Professionals like Kullman are thriving, thanks in part to pandemic-induced policies by the U.S. Federal Reserve that have buoyed the stock market and fueled industries such as real estate with record-low interest rates.
For many lower-wage workers, meanwhile, the crisis has delivered a cruel shove, toppling families like the McGees who were already living on the financial edge. Nationwide, millions of people including hotel workers, retail clerks, waiters, bartenders, airline employees and other service workers have lost jobs as COVID-19 fears crushed consumer demand.
Economists call this phenomenon a “K-shaped” recovery, in which those on the top continue to climb upward while those on the bottom see their prospects worsen.
Ned Hill, professor of economic development at Ohio State University, called that downward slope of the K “fat and broad and long and ugly looking.” He said there’s little hope for a return to normal as long as coronavirus continues to spread unabated in the United States.
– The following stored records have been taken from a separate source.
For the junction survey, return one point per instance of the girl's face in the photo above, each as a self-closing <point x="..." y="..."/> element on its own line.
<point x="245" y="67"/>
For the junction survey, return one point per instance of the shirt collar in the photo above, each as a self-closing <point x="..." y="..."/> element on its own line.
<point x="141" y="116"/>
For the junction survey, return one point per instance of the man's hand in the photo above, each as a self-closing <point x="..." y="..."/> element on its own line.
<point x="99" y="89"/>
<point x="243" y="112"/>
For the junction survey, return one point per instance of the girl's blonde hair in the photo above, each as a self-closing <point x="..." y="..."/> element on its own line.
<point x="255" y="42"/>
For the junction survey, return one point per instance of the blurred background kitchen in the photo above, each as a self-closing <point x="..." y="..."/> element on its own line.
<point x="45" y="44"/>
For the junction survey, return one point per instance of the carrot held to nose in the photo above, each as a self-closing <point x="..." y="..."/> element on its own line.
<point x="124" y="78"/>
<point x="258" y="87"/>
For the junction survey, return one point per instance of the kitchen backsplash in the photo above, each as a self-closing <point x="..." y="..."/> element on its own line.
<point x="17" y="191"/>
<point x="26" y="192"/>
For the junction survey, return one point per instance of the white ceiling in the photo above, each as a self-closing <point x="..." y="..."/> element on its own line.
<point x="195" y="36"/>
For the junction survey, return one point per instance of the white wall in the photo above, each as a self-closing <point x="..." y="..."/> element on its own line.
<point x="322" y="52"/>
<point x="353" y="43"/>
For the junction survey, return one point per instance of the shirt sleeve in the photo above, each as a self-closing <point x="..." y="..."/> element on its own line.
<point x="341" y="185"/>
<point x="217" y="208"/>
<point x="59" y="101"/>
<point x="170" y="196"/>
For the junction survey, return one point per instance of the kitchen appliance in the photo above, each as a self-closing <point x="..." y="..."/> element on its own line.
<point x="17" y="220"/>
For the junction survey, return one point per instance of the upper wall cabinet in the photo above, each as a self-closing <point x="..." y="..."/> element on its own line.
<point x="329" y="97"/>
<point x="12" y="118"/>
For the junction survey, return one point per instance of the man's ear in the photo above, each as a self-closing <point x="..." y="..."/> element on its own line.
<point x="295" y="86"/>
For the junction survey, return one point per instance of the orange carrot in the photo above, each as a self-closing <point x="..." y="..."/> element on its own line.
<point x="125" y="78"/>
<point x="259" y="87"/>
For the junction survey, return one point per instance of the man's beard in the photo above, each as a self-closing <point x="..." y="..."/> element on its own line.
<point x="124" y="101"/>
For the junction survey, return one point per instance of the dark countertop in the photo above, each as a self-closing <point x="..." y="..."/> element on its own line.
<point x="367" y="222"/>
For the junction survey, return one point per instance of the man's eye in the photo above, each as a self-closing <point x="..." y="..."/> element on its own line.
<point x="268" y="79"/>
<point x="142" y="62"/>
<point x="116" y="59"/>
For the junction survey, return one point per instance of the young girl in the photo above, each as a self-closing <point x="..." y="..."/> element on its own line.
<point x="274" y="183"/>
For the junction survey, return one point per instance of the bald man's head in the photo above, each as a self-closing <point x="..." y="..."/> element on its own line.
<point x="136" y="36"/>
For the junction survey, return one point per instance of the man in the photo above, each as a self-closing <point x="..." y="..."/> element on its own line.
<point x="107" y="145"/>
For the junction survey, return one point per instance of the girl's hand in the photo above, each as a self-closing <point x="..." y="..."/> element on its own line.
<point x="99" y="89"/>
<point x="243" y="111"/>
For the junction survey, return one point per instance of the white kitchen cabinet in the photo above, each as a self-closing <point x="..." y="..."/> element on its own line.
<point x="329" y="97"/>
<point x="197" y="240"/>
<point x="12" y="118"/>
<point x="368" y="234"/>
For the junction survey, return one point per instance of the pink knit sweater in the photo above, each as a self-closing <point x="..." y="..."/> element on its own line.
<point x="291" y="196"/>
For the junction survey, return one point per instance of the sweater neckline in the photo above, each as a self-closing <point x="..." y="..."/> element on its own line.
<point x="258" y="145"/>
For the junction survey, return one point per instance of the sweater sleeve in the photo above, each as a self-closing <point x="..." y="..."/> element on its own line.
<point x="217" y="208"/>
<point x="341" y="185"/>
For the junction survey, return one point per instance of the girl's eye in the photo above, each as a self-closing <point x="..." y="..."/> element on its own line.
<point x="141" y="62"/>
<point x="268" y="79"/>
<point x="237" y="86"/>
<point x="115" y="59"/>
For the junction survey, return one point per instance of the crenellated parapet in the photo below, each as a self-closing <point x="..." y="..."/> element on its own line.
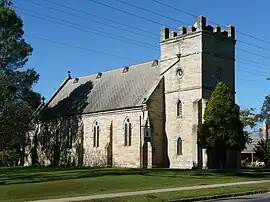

In Ohio, COVID-19 cases are soaring and hit a record of 3,590 new cases Oct. 29. In Columbus alone, at least 643 people have died.
“People’s jobs and incomes have disappeared, and they aren’t coming back until people’s threat of dying from the virus dissipates,” Hill said. “That’s it.”
Located in the center of Ohio, about halfway between Pittsburgh and Indianapolis, Columbus is a city of some 900,000 people. Home to Ohio State University and the state’s capital, its employment is rooted in sectors like hospitality, education and health, government, and professional and business services.
That mix has allowed it to fare better during the crisis than some other Rust Belt cities that are more heavily dependent on manufacturing.